Jörg Forthmann (Krisenkommunikationsexperte)

Jörg Forthmann: „Von der Geschäftsentscheidung zur (Kommunikations-)Krise.“

Interview mit Jörg Forthmann (Krisenkommunikationsexperte)

KRISENKOMMUNIKATION WIRD OFTMALS VIEL ZU KURZ GEDACHT. ÜBER WELCHE BANDBREITE ERSTRECKT SICH LAUT IHRER FACHEXPERTISE DAS THEMA?

Der größte Hebel in der Krisenkommunikation liegt in der KRISENPRÄVENTION. Hierfür werden potenzielle Krisenthemen identifiziert und im Hinblick auf Eintrittswahrscheinlichkeit und Tragweite bewertet. Das lässt sich auch gut als Krisen-Landkarte illustrieren. Die wichtigsten Krisen sollten dahingehend geprüft werden, ob die Krisenursache beseitigt werden kann. Auf alle anderen Themen sollte sich handwerklich sauber vorbereitet werden: Faktenrecherche, Sprachregelung erarbeiten, neutrale Dritte als Verbündete aufbauen und ein Medienmonitoring aufsetzen, um möglichst schnell zu erkennen, wenn ein Thema hochkocht. Wenn es – trotz einer sorgfältigen Präventionsarbeit – dann doch zu einer Kommunikationskrise kommt, greift das klassische Besteck des Krisenmanagements und der Krisen-PR: Krisenstab bilden, Lage erkunden, Sprachregelung anpassen und die Kommunikation möglichst gesteuert angehen.

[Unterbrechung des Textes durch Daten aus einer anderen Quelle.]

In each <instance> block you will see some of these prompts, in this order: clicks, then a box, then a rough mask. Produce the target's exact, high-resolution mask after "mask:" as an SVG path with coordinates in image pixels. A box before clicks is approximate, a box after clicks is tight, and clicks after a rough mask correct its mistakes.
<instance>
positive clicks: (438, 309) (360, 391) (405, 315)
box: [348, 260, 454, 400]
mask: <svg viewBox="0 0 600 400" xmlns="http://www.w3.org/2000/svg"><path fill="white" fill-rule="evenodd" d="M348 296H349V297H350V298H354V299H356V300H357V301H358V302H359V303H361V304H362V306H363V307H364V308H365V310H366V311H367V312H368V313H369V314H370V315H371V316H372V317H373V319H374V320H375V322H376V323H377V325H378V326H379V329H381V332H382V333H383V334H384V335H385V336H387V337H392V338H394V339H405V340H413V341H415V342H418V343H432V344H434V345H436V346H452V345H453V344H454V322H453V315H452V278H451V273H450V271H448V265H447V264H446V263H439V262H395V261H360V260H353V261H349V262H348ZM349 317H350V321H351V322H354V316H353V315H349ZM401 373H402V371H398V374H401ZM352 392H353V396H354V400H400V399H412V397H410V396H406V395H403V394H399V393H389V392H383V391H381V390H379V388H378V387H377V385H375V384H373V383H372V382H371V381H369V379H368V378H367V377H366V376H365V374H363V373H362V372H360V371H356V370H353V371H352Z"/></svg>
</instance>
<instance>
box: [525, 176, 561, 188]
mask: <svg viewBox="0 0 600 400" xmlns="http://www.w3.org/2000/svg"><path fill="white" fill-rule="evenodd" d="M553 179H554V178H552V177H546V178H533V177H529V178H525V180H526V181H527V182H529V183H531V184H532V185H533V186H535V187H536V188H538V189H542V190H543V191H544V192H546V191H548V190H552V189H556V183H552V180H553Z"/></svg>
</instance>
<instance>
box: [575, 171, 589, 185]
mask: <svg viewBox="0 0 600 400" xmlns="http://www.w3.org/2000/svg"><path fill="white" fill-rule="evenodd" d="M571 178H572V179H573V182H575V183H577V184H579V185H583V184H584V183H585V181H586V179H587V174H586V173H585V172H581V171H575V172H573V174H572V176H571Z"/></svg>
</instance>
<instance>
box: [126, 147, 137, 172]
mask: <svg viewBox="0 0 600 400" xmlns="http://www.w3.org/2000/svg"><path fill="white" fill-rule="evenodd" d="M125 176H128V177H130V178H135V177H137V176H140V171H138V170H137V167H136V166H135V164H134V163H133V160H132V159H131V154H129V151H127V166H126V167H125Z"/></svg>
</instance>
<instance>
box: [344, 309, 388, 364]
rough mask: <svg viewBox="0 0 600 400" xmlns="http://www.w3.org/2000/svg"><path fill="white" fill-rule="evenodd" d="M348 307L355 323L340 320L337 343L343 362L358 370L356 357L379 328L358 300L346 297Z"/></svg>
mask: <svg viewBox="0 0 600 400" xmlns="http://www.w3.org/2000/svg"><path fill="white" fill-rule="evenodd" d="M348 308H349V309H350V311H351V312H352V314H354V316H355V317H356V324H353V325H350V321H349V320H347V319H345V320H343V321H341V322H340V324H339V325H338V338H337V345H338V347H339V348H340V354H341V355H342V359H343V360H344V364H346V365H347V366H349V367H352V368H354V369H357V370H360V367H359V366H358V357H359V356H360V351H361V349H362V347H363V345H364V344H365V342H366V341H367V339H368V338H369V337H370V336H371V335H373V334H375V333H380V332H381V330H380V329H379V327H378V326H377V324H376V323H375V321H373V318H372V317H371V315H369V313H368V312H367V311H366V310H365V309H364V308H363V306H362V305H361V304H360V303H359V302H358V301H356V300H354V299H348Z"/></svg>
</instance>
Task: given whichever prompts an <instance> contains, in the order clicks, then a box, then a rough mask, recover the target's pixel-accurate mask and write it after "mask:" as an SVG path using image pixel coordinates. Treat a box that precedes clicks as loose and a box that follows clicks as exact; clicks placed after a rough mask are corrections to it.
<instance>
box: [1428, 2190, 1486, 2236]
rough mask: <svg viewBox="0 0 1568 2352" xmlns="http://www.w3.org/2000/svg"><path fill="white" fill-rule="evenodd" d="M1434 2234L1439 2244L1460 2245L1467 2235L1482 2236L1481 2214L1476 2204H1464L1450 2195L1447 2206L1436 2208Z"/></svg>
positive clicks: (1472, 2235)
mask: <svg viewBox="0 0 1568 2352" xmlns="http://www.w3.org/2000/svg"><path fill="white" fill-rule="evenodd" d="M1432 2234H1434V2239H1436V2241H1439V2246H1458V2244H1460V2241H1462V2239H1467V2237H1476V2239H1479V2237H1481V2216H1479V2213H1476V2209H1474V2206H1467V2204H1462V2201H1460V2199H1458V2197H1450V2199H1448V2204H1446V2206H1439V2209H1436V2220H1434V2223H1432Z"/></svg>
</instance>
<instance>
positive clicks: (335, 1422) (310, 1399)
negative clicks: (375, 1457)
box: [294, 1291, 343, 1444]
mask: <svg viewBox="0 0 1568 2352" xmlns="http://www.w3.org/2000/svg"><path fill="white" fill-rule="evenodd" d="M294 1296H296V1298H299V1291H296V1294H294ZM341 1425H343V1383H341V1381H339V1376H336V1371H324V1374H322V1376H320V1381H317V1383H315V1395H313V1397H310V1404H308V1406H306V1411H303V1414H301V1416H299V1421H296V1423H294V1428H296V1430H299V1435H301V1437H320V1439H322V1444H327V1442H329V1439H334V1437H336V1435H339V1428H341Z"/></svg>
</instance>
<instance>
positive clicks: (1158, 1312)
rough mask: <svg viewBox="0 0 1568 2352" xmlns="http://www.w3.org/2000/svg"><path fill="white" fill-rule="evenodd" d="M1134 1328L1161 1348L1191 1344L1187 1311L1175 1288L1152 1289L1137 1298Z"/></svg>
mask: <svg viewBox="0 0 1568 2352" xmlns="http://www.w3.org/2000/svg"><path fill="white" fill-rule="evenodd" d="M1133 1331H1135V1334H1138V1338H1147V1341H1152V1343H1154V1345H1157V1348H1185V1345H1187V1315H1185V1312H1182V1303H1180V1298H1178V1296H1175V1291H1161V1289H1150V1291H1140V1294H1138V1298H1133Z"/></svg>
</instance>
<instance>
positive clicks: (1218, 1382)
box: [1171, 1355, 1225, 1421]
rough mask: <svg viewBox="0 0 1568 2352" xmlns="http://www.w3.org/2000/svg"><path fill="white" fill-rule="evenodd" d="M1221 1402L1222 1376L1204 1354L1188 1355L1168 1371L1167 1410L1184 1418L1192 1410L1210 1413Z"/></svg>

ICH MUSS GESTEHEN, DASS AUCH ICH DAS THEMA VIEL ZU KURZ GEDACHT HABE. KRISENKOMMUNIKATION BEGINNT SCHON WEIT VOR DER „ADHOC-KRISE“ BZW. DEM PHYSISCHEN SCHADENSEREIGNIS.

Damit sind Sie nicht alleine. Die meisten Unternehmen gehen unzureichend vorbereitet in eine Krise und machen im Ereignisfall typische Anfängerfehler.


DAS AKTUELLE BEISPIEL DER MARKE „RITTER SPORT“ VERDEUTLICHT SÄMTLICHE ASPEKTE EINER (KOMMUNIKATIONS-) KRISE… VON EINER STRATEGISCHEN ENTSCHEIDUNG AUF FÜHRUNGS- UND FINANZEBENE ERSTRECKT SIE SICH ÜBER DIE UNTERNEHMENSKOMMUNIKATION UND SICHERHEITSASPEKTE DES UNTERNEHMENS. WELCHE AKTEURE SOLLTEN IHRER MEINUNG NACH ENTWEDER VON VORNHEREIN IN SOLCHE ENTSCHEIDUNGEN EINGEBUNDEN WERDEN BZW. ZUMINDEST IM VORFELD KENNTNIS DAVON ERLANGEN?

Wenn absehbar ist, dass sensible Entscheidungen getroffen werden, die wahrscheinlich Empörung im Publikum auslösen, sollte unbedingt die Kommunikationsabteilung mit am Tisch sitzen. Je nachdem, wie erfahren die hauseigene Abteilung (Pressestelle) ist, rate ich unbedingt dazu, frühzeitig einen Krisenkommunikationsprofi hinzuzuziehen. Das Unternehmen hat in der Öffentlichkeit für sich, für seine Mitarbeiter und für die Kakaobauern gekämpft – das war aber zu wenig, um wirksam für die gesellschaftliche Akzeptanz zu kämpfen. Ursächlich ist die extreme Polarisierung durch den Ukraine-Krieg. Hier hätte es einen Winkelzug gegeben, der Ritter Sport deutlich weitergebracht hätte. Aber was Ritter Sport jetzt braucht, ist eine Kommunikationsstrategie, die aus der Misere herausführt.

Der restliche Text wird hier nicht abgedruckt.